The real ripoffs with NYC’s housing
Feb 26, 2026
Today, the Mamdani administration will hold its first “Rental Ripoff” hearing. It has been promoted as a forum for renters to confront their landlords. The participating tenants have been carefully selected so their stories align with the administration’s ideology. Expect a well-orchestrated e
vent, complete with social media clips designed to boost the mayor.
This will not be an open town hall where anyone concerned about the city’s housing crisis can speak freely. Overtaxed housing providers will not be invited to explain how current policies make it nearly impossible to operate buildings. Homeless advocates will not be given the microphone to ask why voucher programs remain underfunded.
So nobody should be surprised by what they hear:
“My building is falling apart.” “My apartment has rodents.” “The paint is peeling.” “There is no heat.” “I pay my rent but my landlord doesn’t fix things.”

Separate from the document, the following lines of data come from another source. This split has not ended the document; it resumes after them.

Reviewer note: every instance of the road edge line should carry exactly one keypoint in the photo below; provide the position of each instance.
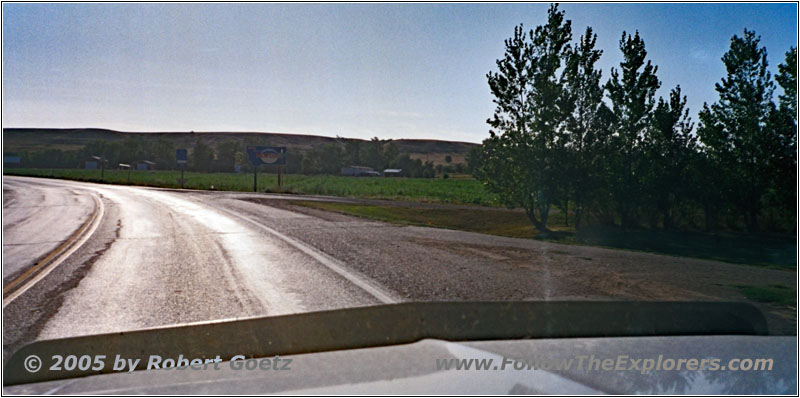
(38, 271)
(334, 265)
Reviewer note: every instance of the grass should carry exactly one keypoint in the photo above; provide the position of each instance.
(456, 191)
(778, 252)
(774, 294)
(486, 221)
(770, 252)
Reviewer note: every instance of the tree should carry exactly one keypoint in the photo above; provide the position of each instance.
(736, 129)
(632, 92)
(787, 79)
(669, 147)
(784, 122)
(522, 153)
(582, 83)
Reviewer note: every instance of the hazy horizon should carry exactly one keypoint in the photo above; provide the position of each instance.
(413, 71)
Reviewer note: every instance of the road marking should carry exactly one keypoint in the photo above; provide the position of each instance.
(34, 274)
(334, 265)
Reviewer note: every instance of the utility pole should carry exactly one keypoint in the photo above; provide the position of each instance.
(255, 178)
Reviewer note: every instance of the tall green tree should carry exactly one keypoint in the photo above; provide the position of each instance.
(736, 129)
(631, 90)
(522, 154)
(784, 123)
(669, 147)
(584, 133)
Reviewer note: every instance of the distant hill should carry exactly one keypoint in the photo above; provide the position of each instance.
(17, 140)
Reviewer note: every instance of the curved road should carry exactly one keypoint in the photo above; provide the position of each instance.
(163, 257)
(166, 259)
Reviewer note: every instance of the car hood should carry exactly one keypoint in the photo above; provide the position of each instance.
(411, 369)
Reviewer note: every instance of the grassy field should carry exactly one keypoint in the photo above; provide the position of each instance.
(768, 251)
(457, 191)
(775, 294)
(776, 252)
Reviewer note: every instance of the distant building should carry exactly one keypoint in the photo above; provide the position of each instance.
(11, 161)
(144, 165)
(91, 163)
(359, 171)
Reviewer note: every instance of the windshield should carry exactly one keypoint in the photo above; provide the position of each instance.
(174, 164)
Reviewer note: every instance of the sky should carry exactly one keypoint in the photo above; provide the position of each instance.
(352, 70)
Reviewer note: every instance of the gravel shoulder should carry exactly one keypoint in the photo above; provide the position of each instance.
(423, 263)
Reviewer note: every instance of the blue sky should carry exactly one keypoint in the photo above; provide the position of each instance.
(354, 70)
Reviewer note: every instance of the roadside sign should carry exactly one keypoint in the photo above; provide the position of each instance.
(272, 155)
(180, 156)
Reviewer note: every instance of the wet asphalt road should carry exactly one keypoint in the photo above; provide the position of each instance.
(164, 257)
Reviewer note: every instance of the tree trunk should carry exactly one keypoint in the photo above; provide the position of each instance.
(541, 226)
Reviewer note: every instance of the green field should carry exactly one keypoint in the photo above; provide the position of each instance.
(776, 252)
(457, 191)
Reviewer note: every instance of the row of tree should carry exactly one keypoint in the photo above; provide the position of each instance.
(610, 151)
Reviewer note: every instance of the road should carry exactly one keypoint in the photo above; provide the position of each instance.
(163, 257)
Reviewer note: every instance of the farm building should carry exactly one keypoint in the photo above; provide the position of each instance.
(91, 163)
(144, 165)
(11, 160)
(359, 171)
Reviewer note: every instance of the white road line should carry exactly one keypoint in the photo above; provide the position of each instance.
(334, 265)
(85, 235)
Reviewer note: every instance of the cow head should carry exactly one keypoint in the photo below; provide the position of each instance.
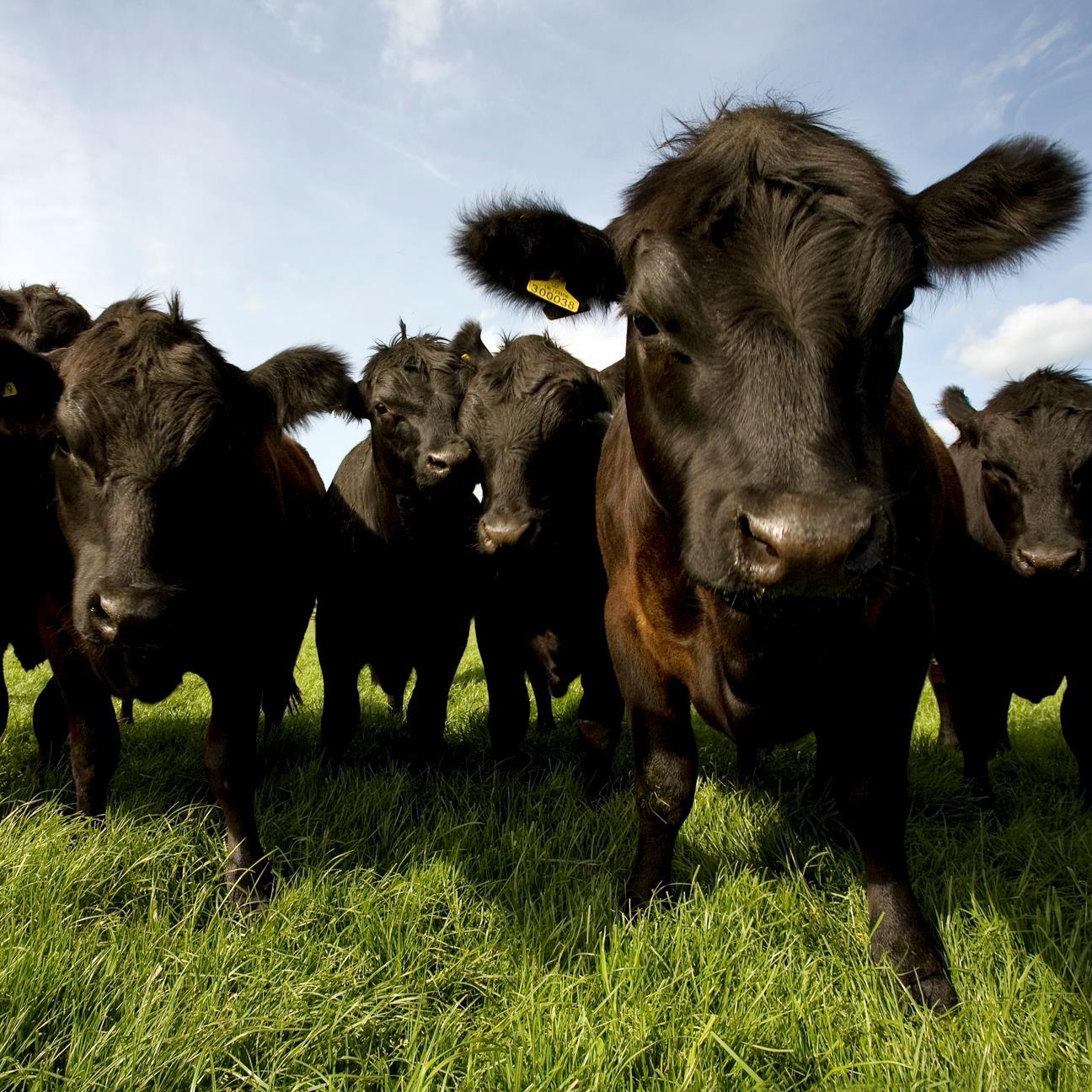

Many of the tenants attending have legitimate concerns. Some live in distressed buildings, and some property owners should be doing better. But what will not be discussed at these hearings is the government’s role in creating the very conditions now being labeled a “ripoff.”
Housing experts all agree. The NYU Furman Center warns that the city could lose hundreds of thousands of units. The Citizens Budget Commission says rent-stabilized housing is in a death spiral. The head of the Community Preservation Corp. called the crisis a challenge for the mayor. Even nonprofits are struggling.
The city’s own Alternative Enforcement Program list tells a similar story. Buildings on list have accumulated high violation counts or caused the Department of Housing Preservation and Development to perform emergency repairs.
The administration would like the public to believe these buildings are deteriorating because greedy landlords refuse to reinvest rent revenue. Publicly available data suggests something more complicated.
Some buildings on the AEP list operate under regulatory agreements with the government and have received millions in public investment, yet they still struggle financially and carry high violation counts. Other properties show extremely low average rents — in some cases under $1,000 per month — while 30% or more of that rent goes directly to property taxes. Buildings that lack sufficient income to cover basic operating costs inevitably decline.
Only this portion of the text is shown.